Former News of the World editor Andy Coulson has won his appeal against a High Court ruling that News Group Newspapers does not have to pay his legal costs.
Coulson, who is facing trial next year on charges related to his alleged involvement in phone hacking while at the now defunct Sunday paper, sued NGN over an indemnity clause in the compromise agreement that was signed when he left in February 2007.
Coulson went to court in a bid to force the company to “pay the professional costs and expenses properly incurred” by him “in defending allegations of criminal conduct” during his tenure. NGN stopped paying his legal costs in August 2011.
But while the High Court ruled last year that the firm was not liable for such costs, Lord Justices Laws, Sullivan and McCombe sitting at the Court of Appeal in London, today allowed Coulson’s appeal.
NGN have not yet clarified whether they will, in turn, make a further appeal to the UK Supreme Court, the highest court in the land, however.
At last December’s High Court hearing, NGN’s counsel argued that the clause in question covered the “occupational hazards of being an editor” rather than criminal activity. Moreover, if there were any obligation, it would come into effect when the criminal proceedings were over and not before, the counsel said.

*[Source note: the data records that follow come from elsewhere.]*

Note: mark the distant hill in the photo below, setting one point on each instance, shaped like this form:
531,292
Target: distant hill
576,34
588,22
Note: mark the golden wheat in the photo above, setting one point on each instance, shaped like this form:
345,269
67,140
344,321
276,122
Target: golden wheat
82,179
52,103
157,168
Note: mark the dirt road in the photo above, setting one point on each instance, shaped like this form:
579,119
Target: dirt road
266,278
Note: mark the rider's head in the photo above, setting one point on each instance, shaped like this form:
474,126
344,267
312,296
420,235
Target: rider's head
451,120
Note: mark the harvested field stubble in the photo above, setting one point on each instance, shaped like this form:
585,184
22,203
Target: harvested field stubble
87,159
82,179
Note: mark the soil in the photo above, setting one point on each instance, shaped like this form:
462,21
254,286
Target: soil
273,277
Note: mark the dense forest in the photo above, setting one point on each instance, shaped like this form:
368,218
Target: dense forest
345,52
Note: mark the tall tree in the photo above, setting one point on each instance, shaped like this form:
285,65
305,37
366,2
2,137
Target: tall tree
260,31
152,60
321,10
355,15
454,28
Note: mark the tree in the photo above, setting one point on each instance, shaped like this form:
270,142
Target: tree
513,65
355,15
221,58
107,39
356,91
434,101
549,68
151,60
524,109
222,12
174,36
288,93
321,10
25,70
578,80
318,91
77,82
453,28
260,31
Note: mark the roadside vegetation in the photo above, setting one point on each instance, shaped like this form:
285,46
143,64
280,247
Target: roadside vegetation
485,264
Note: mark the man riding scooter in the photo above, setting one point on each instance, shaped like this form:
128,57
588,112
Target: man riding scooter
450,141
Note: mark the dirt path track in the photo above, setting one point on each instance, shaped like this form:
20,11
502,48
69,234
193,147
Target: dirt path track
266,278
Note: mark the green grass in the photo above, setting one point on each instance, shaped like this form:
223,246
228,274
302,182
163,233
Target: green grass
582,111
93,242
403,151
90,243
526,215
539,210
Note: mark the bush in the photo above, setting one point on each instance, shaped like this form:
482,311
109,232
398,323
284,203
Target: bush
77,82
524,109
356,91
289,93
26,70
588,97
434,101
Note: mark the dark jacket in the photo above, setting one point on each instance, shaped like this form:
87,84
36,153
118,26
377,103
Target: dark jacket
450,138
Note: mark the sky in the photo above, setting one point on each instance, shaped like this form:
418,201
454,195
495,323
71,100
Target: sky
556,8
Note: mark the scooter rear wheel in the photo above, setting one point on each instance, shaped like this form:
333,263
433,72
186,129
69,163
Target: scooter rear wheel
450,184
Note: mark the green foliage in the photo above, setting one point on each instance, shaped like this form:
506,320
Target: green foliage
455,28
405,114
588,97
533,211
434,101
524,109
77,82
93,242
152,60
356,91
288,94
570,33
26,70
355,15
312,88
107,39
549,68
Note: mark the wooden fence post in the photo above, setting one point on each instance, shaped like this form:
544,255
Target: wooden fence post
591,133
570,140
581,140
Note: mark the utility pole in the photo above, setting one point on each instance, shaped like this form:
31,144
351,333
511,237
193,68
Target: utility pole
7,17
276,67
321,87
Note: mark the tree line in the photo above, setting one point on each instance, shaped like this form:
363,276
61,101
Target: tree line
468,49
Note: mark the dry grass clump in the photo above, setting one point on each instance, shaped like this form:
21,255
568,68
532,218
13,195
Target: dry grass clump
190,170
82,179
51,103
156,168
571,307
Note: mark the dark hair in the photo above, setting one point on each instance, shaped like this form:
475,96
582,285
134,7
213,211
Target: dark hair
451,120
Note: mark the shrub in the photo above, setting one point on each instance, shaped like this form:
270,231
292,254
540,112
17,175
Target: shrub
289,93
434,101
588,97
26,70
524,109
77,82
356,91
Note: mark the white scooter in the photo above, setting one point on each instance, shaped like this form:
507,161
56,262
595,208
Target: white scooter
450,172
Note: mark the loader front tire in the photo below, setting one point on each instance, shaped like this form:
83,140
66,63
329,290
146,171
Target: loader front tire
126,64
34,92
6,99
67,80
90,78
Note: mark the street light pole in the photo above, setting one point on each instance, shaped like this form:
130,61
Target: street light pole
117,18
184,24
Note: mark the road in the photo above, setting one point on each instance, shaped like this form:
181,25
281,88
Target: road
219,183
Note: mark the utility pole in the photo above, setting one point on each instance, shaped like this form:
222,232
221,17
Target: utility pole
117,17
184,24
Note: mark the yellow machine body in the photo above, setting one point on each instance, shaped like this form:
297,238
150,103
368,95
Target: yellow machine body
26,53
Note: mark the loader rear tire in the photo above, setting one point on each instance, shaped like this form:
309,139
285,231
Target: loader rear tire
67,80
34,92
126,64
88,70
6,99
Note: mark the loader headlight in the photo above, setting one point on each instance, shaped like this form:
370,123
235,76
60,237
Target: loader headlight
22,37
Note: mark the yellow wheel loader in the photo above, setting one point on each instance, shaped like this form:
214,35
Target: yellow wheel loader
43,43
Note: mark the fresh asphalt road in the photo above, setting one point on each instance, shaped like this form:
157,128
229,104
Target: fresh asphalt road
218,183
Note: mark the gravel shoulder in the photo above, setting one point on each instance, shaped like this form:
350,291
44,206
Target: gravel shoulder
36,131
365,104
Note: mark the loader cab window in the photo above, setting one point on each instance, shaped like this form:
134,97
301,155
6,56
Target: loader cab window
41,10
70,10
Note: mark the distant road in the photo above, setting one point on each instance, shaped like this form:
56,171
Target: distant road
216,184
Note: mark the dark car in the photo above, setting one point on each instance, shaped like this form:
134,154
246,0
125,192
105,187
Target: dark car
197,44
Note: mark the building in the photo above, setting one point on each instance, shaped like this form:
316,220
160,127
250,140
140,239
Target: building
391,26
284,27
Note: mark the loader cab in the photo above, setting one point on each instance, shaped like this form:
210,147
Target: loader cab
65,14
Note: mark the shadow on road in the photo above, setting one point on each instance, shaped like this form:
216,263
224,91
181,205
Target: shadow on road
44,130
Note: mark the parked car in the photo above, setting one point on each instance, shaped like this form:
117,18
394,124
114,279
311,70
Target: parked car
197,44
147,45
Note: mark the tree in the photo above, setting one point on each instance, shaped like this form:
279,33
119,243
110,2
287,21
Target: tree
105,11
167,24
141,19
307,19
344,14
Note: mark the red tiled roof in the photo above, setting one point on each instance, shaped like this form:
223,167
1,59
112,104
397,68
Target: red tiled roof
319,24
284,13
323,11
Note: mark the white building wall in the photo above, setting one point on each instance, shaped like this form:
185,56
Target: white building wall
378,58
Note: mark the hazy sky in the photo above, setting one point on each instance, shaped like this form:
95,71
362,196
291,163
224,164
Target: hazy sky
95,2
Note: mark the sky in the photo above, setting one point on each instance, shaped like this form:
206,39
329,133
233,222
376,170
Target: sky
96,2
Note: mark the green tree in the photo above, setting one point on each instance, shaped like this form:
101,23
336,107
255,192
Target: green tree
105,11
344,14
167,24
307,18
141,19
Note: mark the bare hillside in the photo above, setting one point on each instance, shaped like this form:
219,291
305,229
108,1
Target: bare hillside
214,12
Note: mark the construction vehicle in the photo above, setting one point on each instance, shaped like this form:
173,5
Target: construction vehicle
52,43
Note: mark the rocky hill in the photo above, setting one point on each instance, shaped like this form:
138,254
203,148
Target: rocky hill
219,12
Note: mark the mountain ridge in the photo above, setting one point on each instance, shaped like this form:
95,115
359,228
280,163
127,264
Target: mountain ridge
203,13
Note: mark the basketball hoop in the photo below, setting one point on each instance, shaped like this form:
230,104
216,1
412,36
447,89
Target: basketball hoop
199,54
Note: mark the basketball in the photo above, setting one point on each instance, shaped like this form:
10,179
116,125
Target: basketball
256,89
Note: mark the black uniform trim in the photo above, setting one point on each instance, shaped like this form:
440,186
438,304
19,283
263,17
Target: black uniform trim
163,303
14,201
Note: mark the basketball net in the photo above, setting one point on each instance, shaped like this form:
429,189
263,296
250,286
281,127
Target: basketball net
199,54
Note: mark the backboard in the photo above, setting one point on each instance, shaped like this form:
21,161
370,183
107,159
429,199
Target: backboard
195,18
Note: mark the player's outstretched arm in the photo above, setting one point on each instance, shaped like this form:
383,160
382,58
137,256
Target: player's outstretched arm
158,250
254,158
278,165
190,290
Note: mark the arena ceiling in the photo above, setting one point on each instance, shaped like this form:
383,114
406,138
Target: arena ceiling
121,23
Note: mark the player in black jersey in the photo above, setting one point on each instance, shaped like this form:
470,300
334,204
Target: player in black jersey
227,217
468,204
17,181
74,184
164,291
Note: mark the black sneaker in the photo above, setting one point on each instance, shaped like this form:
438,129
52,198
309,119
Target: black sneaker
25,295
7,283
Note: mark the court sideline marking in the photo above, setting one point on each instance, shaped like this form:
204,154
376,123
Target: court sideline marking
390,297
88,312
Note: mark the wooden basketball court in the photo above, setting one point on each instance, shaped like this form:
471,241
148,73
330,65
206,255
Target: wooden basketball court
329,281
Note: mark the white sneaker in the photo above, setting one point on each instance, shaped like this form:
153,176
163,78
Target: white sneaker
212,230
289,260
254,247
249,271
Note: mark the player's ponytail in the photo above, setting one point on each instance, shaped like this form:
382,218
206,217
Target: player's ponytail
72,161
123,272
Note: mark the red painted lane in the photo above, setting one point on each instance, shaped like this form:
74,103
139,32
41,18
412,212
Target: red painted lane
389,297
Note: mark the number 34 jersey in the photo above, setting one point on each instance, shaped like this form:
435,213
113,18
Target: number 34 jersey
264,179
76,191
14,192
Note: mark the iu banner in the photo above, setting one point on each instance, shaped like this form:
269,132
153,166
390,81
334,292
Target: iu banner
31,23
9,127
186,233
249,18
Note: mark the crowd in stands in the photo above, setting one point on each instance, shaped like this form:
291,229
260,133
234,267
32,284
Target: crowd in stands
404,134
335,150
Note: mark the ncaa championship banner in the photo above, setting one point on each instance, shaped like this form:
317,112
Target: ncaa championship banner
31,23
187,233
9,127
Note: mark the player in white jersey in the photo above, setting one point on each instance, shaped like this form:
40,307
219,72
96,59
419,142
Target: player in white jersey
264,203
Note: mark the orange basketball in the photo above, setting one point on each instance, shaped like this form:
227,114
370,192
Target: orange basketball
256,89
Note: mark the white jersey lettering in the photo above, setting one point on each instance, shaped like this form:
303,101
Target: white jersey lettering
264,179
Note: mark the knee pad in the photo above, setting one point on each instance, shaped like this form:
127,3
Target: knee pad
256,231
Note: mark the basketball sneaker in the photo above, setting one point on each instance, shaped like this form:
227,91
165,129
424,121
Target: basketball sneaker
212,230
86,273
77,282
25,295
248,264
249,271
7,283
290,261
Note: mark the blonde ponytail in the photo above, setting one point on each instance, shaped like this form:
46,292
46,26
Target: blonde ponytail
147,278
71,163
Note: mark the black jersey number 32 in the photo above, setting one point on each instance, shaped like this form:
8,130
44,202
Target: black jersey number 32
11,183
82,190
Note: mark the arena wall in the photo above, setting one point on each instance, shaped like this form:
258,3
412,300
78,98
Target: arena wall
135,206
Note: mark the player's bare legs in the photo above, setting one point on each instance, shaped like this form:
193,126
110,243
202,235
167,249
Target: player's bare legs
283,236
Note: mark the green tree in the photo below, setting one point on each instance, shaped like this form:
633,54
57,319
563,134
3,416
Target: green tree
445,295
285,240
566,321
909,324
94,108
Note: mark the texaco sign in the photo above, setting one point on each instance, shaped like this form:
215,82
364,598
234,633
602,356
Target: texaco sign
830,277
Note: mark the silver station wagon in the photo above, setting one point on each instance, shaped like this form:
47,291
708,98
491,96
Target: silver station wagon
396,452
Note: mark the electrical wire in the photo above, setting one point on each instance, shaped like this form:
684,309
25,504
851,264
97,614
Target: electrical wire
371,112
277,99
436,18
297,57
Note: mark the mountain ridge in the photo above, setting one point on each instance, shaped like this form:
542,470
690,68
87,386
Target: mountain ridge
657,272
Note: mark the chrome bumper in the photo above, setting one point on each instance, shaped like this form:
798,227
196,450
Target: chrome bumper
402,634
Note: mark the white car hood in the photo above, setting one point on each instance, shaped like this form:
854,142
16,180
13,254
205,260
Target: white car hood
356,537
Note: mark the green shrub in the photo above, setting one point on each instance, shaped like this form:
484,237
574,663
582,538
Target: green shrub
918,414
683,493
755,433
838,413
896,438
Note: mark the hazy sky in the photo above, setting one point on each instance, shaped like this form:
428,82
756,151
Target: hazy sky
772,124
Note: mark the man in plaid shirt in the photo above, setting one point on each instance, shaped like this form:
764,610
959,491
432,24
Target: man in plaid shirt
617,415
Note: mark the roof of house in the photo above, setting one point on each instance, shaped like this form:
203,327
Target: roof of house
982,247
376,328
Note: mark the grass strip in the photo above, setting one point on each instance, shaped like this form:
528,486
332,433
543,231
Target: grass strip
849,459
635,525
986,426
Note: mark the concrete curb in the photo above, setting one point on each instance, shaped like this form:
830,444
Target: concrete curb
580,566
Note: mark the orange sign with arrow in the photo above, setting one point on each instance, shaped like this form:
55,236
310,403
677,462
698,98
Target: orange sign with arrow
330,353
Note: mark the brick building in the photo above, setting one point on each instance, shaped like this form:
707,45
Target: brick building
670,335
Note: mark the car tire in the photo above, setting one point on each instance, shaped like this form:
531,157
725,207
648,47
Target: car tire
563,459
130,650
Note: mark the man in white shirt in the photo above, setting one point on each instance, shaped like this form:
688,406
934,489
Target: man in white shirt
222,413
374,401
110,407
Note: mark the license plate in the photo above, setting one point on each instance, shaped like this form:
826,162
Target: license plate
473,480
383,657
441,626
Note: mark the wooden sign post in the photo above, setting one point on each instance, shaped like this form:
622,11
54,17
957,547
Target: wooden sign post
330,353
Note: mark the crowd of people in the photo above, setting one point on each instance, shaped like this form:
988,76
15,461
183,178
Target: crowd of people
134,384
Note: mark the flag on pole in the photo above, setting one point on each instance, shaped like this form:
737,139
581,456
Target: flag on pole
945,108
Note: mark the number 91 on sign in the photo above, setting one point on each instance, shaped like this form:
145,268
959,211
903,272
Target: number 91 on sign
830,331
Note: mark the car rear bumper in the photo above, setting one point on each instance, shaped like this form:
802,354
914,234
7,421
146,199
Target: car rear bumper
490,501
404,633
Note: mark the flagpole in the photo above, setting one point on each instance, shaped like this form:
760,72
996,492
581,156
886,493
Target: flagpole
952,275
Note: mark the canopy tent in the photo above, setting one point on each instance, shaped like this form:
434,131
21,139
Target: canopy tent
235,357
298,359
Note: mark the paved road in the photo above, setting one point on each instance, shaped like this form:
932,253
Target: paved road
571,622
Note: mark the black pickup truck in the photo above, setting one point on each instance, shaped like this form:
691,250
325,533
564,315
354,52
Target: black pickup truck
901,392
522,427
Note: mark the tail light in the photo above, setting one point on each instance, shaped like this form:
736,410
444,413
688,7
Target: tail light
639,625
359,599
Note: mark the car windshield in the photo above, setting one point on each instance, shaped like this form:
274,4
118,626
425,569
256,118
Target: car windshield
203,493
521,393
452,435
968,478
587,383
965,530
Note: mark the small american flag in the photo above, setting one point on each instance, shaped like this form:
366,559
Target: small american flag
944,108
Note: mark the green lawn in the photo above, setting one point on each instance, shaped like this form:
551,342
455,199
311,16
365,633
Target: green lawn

Earlier this month, however, three Appeal Court judges agreed to hear an application by Coulson’s lawyers to admit fresh evidence relating to the criminal investigation.
The evidence included material, which had appeared in the press and which NGN would neither confirm or deny, that former chief executive of News International, Rebekah Brooks, and various employees at the Sun newspaper had been indemnified for some criminal proceedings and did not have to wait until the end of the case to be recompensed.
Lord Justice McCombe, giving the unanimous ruling of the court, said that he was “satisfied” the clause did cover Coulson’s costs and expenses of defending the criminal allegations”.
“I cannot accept the [High Court] judge’s view that because Mr Coulson’s duties as editor comprised only lawful duties, it cannot have been intended that activities outside his lawful responsibilities would be covered by the indemnity,” the ruling said.
Such a stance would “surely deprive the indemnity of all practical use. It would not even cover the editor for the costs of defending proceedings arising out of the publications of alleged libels or publications said to constitute a contempt of court, the very occupational hazards of editorship referred to by Mr Jeans [NGN’s lawyer] in argument”, the ruling added.